Their campaigns are active 24/7. While some individuals in other parts of the US can tune out the frenzy, voters in Arizona, Georgia, Michigan, Nevada, North Carolina, Pennsylvania, and Wisconsin are being inundated with some of the most sophisticated and targeted messaging and advertising in political history.
And some of that messaging is quite blunt.
Classic campaign placards are displayed on lawns, in windows, and along roads, along with television ads saturating the airwaves.
Additionally, digital ads, particularly on social media, and a constant flow of personalized text messages urging donations and reminding people to vote on November 5th, or earlier, have been added to the campaigns’ arsenal.
The 2024 election is on track to be the most expensive ever, with the majority of funds allocated to advertising.
The Harris campaign and its affiliated committees have invested over $1.1 billion in advertising, nearly double the $602 million spent by the Trump campaign and its aligned committees, according to the FT’s ad tracker.
The swing states that will determine the outcome have received $1.36 billion of the combined spending by the two campaigns.

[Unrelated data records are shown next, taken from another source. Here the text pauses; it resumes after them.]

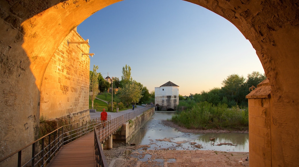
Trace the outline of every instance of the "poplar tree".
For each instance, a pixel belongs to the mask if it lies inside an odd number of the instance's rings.
[[[89,74],[89,98],[91,101],[91,109],[93,109],[94,99],[100,91],[99,90],[99,81],[97,78],[99,73],[97,72],[99,67],[94,65],[93,71]]]

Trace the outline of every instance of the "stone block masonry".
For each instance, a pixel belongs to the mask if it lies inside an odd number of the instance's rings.
[[[41,91],[40,115],[51,119],[66,116],[71,122],[89,119],[89,46],[69,44],[84,41],[76,29],[55,52],[45,72]]]

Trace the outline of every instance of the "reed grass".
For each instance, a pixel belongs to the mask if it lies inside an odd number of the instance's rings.
[[[171,119],[180,126],[189,129],[248,129],[248,109],[237,107],[228,108],[226,104],[215,106],[205,101],[195,104],[187,103],[184,109],[182,110],[184,104],[181,104],[180,107],[178,107],[180,109]]]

The largest portion, $373.5 million, has been allocated to Pennsylvania, considered the most crucial battleground state.
“I think everyone is just ready for it to be over,” said Tracee Malik, a real estate agent from the Pittsburgh area. “Pretty much the only commercials that we have now are the political commercials.”
Harris’s most-aired TV spots have focused on her background as a prosecutor and from the middle class, her defense of reproductive rights, and the claim that Trump only cares about the wealthy. Other ads portray her rival as “too unstable to lead.”
Trump’s most-aired ads have centered around the economy, blaming Harris and President Joe Biden’s economic agenda for the high cost of living. However, his most frequently broadcasted ad attacks the vice president for supporting gender-affirming care for prison inmates, telling voters: “Kamala’s agenda is they/them, not you.”
In Pennsylvania, Arizona, and Nevada, Trump’s ads also criticize Harris on immigration, while in Georgia and North Carolina, pro-Harris ads focus on abortion rights.
Is the barrage of ads effective? It remains uncertain.